I chose this article because we discussed balance issues and interventions in class and I believe that subject of balance training is an essential part of physical therapy. I liked this article because it gives insight on different strategies that can be used in treating poor balance. I believe that the administrators of the study’s choice of using the Berg Balance Scale and timed “up and go” test as assessment tools were good. I have to admit though that this study was very limited. It was limited in the fact that they only had a total of 13 subjects that took part in the study and they only had patients with hemiparesis.

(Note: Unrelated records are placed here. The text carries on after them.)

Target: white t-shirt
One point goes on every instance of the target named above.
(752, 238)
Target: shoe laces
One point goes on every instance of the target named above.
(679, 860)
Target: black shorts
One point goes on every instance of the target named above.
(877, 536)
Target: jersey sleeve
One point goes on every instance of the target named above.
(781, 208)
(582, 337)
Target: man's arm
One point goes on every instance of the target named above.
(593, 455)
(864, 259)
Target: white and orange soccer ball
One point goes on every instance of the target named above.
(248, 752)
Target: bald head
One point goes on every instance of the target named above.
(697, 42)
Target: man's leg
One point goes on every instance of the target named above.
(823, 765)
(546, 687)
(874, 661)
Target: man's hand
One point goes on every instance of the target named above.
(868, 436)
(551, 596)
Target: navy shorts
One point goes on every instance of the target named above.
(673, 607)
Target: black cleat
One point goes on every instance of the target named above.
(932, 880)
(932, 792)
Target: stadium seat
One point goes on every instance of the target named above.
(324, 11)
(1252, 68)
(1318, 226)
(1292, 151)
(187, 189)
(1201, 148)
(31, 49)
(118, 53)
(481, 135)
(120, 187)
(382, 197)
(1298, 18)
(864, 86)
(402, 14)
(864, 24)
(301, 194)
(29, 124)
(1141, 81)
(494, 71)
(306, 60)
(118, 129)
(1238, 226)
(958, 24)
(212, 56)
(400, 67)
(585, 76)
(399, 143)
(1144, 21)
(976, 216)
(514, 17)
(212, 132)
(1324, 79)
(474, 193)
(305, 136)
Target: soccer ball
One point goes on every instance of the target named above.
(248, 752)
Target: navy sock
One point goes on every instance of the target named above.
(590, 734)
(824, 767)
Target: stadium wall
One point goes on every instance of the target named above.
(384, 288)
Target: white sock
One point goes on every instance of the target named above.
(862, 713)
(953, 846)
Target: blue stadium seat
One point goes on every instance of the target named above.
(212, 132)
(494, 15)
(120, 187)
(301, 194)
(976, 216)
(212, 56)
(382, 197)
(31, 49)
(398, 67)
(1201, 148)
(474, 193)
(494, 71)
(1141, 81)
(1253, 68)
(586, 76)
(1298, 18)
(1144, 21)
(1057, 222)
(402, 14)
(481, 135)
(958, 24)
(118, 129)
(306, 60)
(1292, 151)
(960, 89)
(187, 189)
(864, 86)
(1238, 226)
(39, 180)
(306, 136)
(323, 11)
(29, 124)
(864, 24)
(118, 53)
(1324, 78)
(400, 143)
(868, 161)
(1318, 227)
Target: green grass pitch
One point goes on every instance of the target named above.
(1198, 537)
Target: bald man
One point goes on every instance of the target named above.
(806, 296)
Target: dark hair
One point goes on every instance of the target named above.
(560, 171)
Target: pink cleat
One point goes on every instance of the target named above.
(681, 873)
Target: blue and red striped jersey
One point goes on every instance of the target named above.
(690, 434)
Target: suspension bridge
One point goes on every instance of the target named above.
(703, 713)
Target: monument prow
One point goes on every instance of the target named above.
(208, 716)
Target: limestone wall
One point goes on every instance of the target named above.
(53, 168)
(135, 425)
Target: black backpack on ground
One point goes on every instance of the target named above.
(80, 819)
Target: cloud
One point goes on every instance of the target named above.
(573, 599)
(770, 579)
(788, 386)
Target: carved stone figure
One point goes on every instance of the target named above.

I think that the study would have been more beneficial if it had a larger group of subjects and have treated patients with many different balance issues. In the discussion portion of this article they admit that due to the size of their sample group the findings of this study may not be significant and I agree.
The findings of the study that proved that the addition of biofeedback/forceplate training to a normal physical therapy program for balance and mobility added no increased effect to the outcome of treatment wasn’t surprising to me. The Balance Master used in this study was used as just another intervention in treating poor balance. I don’t believe that this intervention provides better results than the other ones used in this study. I admit that the use of the Balance Master as an intervention was a very good idea and is an idea that can be taken out of this article and used in the clinic. The idea behind the study was a rational one and made a lot of sense. Overall I think the article was good and I would recommend it to others.